虫籠の記憶
その竹細工の虫籠は、深川の古道具屋「えんま屋」の隅で、まるで息を潜めるように置かれていた。
店主の源兵衛は、埃を被ったその籠を手に取り、客の若者に目を細めた。
「こいつはね、ただの虫籠じゃない。中に入れたものの『声』を閉じ込めるって、いわく付きなんだよ」
若者の名は新次。呉服屋の丁稚だが、近頃は夜も眠れぬほどの悩みを抱えていた。一ヶ月前、不慮の事故で亡くなった幼馴染のお光の最期の言葉が、どうしても思い出せないのだ。
「声が……聞こえるんですか?」
「ああ。だがね、中身が空っぽじゃなきゃいけない。誰にも言えない秘密や、胸のつかえをこの籠に吹き込むのさ。そうすれば、籠が代わりにそれを覚えておいてくれる」
新次は迷った末に、乏しい小銭を叩いてその虫籠を買った。
長屋に戻り、独りきりの部屋で虫籠の蓋を少しだけ開ける。竹の隙間から、ひんやりとした夜の空気が
漏れてくるようだった。新次はそこに、消え入りそうな声で語りかけた。
「お光、お前はあの時、なんて言おうとしたんだ……」
その夜から、新次の夢に異変が起きた。
夢の中で、彼は巨大な竹籠の中に閉じ込められていた。外では、見知らぬ人々の話し声が絶えず響いている。それは恨み言だったり、隠し通した悪事だったり、切ない恋心だったりした。
「……すまねえ、あの金は俺が……」
「……本当は、あんたのことが……」
人々の「声」が、目に見えない羽虫のように籠の中を飛び交っている。新次は必死にその中から、お光の声を探した。

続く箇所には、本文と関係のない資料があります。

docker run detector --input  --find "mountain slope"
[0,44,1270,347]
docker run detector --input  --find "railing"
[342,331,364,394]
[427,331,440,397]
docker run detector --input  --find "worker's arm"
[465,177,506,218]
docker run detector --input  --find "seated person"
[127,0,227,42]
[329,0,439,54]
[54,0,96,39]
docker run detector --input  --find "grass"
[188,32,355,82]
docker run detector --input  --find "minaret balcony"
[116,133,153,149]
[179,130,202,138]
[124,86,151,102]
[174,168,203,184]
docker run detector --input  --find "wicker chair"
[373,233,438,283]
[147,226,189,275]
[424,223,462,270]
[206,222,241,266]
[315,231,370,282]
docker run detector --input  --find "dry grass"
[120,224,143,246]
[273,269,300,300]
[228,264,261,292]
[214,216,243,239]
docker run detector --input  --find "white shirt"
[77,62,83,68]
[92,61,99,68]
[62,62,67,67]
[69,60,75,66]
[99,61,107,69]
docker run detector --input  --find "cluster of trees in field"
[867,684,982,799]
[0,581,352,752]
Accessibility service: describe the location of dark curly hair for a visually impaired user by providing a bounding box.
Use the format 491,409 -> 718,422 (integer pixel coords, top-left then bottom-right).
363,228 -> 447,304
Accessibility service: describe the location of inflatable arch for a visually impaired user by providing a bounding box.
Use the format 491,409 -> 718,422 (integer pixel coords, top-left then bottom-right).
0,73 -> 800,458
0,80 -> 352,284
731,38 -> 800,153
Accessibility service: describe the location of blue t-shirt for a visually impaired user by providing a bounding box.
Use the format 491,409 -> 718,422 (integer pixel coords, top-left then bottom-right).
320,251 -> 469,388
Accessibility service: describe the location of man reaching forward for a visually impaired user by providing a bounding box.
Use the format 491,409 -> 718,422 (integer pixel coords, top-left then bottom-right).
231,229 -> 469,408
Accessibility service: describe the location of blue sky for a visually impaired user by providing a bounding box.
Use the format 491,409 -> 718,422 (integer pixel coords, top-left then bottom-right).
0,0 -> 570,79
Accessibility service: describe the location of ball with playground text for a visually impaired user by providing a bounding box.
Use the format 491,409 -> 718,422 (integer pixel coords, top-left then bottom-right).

三晩目のことだ。ようやく聞き覚えのある、鈴を転がすような声が耳に届いた。
「新さん、泣かないで。私は幸せだったよ」
目が覚めたとき、新次の頬は濡れていた。
不思議なことに、あれほど重かった胸のつかえが、すっと消えていた。枕元に置いた虫籠からは、微かに秋の虫のような、心地よい音が響いている気がした。
翌日、新次は虫籠を返しに「えんま屋」へ向かった。
「もう、いらなくなりました」
源兵衛は、すべてを見透かしたような笑みを浮かべて虫籠を受け取った。
「そうかい。声はちゃんと、籠が預かったようだね。……人間ってのは、自分一人で抱えるには、思い出も秘密も重すぎる生き物だからな」
表に出ると、深川の空はどこまでも高く、澄み渡っていた。
新次は大きく息を吸い込み、人混みの中へと歩き出した。背後で、古道具屋の古い扉が閉まる音が、まるで一冊の本を閉じるような響きを立てて消えていった。